As empresas estão sujeitas ao pagamento da contribuição social previdenciária patronal, devendo recolher mensalmente a contribuição que incide sobre a folha de pagamento dos seus empregados, cuja base de cálculo deve ser obtida pela soma das verbas remuneratórias.

Como informamos no artigo do dia 24.10.2019, as rubricas que possuem natureza indenizatória não devem integrar a base de cálculo da contribuição social previdenciária patronal, devendo ser excluídas para fins de recolhimento de tributo, o que acarreta uma redução das despesas com encargos em favor da empresa.
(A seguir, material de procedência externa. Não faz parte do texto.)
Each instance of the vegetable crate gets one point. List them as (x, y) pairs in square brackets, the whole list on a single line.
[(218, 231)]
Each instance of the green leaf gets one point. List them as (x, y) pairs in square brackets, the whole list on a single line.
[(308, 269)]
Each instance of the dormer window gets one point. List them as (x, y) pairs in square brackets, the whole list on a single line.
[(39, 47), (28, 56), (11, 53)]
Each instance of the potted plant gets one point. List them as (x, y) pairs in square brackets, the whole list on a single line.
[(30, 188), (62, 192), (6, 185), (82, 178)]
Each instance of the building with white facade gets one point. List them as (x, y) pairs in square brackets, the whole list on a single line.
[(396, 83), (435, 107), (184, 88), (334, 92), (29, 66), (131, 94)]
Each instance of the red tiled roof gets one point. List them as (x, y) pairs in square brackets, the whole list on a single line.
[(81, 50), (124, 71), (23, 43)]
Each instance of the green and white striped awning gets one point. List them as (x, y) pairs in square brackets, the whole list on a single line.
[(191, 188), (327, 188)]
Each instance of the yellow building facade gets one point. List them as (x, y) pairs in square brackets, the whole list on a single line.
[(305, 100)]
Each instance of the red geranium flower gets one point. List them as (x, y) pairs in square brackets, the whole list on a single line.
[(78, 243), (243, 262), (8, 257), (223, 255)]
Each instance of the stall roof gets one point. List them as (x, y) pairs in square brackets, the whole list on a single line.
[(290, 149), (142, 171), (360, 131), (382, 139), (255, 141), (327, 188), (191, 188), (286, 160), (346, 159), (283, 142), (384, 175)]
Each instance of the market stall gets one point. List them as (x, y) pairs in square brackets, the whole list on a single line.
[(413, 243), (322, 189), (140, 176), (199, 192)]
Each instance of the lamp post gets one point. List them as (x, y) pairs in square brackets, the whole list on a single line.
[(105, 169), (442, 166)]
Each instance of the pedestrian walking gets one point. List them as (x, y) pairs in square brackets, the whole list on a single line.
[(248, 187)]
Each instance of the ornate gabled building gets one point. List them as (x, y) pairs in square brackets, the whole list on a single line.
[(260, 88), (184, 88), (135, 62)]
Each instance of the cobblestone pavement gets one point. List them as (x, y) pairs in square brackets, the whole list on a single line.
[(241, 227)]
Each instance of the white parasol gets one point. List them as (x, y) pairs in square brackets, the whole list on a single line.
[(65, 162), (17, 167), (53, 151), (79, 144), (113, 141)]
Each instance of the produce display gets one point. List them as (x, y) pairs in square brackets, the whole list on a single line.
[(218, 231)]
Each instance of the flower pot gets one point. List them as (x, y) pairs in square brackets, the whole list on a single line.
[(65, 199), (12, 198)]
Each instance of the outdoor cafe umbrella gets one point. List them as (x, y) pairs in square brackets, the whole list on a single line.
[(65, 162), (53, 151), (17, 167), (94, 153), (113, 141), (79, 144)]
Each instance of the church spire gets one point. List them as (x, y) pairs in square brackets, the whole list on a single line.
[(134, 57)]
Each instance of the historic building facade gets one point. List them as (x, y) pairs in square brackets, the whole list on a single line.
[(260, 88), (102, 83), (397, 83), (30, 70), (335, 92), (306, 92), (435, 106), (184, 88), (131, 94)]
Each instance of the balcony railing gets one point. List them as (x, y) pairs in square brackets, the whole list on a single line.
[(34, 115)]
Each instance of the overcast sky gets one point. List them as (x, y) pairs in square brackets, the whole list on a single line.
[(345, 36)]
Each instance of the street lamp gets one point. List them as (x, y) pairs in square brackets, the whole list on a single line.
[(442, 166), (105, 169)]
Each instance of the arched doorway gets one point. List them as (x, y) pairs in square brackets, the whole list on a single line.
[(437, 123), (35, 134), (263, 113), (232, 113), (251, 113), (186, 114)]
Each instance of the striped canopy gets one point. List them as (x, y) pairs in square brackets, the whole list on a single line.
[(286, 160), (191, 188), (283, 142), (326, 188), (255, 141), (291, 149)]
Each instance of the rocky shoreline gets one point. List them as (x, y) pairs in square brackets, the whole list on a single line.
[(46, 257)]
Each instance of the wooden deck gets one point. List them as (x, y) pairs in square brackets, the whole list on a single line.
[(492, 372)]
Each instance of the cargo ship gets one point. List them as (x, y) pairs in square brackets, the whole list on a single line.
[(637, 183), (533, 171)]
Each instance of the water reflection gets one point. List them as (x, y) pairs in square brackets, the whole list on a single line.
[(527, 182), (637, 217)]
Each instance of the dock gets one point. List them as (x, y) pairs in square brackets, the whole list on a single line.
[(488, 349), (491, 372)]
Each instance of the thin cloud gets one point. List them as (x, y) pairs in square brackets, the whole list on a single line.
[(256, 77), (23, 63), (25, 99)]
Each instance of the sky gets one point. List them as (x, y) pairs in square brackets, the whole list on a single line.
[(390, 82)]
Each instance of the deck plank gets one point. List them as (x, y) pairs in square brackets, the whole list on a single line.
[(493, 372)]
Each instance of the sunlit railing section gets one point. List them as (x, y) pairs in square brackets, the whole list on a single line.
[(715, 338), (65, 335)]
Estava pacificado pelo Superior Tribunal de Justiça (STJ) e sendo implementado por diversas empresas o entendimento de que era inconstitucional a incidência de contribuição previdenciária sobre um terço constitucional de férias, uma vez que possui natureza indenizatória/compensatória e não constitui ganho habitual do empregado.

Ocorre que no último dia 28.08.2020, o Supremo Tribunal Federal (STF) mudou o posicionamento pacificado pelo Superior Tribunal de Justiça (STJ) e fixou a tese de que é legítima a incidência de contribuição social sobre o valor a título de terço constitucional de férias recebido pelo empregado.

A mudança de entendimento acarretará no aumento do custo de folha de pagamento das empresas que estavam aplicando a tese pacificada pelo STJ.